In a move designed to take the station in a new
direction it will be re-named Free Radio
Birmingham from March, waving goodbye to the
iconic name it has carried since its launch in
1974.
The change was announced to staff today by station
owner Phil Riley who insisted the line-up of shows
and presenters would remain the same and staff
would not be facing job cuts. “It'll be the same
people, the same shows and the same sound,” he
said.
“It took us some time to get our heads around the
enormity of losing that heritage but we’re doing
it for the right reasons. “The reasons are to be a
bigger, better collection of local radio stations.
People are excited about the prospect and what
we’re not doing is axing loads of jobs or closing
something down.
“We’re going to give our stations a common name so
we can promote them effectively.” Sister station
Mercia is also be re-branded to be called Free
Radio Coventry and Warwickshire, while Beacon is
to be renamed Free Radio Shropshire & Black
Country.
Mr Riley said promoting Orion Media's stations
across the region was difficult because they all
carry individual names.
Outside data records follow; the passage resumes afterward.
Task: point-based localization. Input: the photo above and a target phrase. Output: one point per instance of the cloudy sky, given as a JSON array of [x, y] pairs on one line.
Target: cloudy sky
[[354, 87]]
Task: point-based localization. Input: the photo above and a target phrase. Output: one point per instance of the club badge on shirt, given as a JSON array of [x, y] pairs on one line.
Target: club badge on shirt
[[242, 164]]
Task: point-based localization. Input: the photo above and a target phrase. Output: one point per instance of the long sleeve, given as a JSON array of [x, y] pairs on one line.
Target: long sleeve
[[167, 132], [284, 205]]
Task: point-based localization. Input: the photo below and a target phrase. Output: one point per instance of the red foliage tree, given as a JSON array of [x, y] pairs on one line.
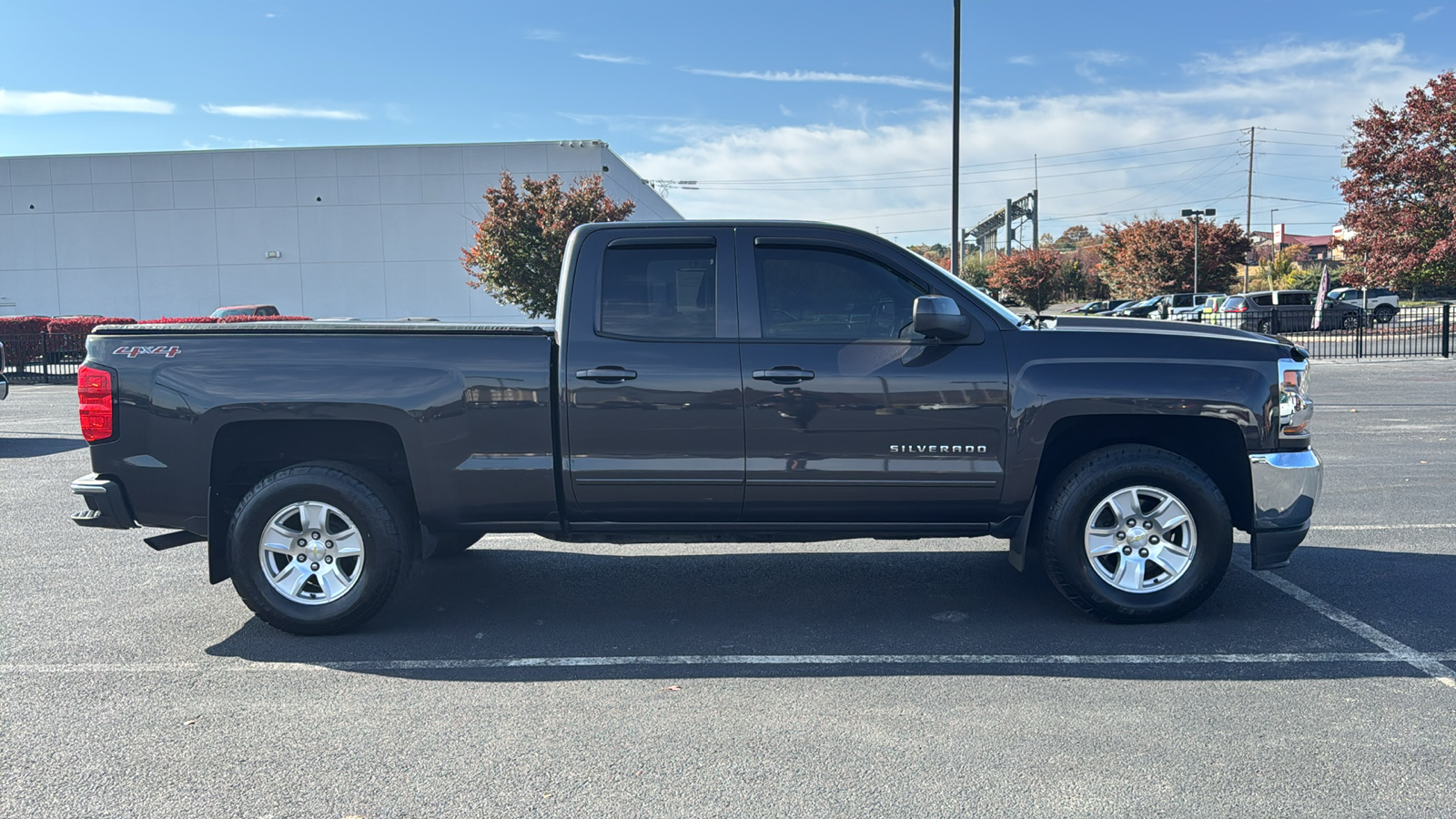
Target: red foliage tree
[[1147, 257], [517, 248], [1402, 189], [1030, 276]]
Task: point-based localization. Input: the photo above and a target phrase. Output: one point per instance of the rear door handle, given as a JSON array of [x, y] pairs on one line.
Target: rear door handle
[[784, 375], [606, 375]]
He added: “I started at
BRMB on September 1, 1980. I know many people are
fondly attached to the name but none more than I
am. Even I recognise we have to move on.”
Mr Riley also insisted the station would continue
to play its part in Birmingham’s community. He
said: “I can guarantee your readers we will be a
big part of the city going forward. We wouldn’t
want anyone to think we’re abandoning Birmingham.
“The brand is loved and cherished but all things
must pass, the time has come to move on.” Since it
first began broadcasting from Radio House, Aston,
in 1974, BRMB has become a piece of Birmingham’s
fabric hosting the BRMB Walkathon and sponsoring
last year’s Great Birmingham Run, the former half
marathon.
In 1998 it moved to new headquarters in the heart
of the city at Brindleyplace.
Among the first presenters on the station was Ed
Doolan who later went on to host his long running
lunchtime talk show on BBC Radio WM.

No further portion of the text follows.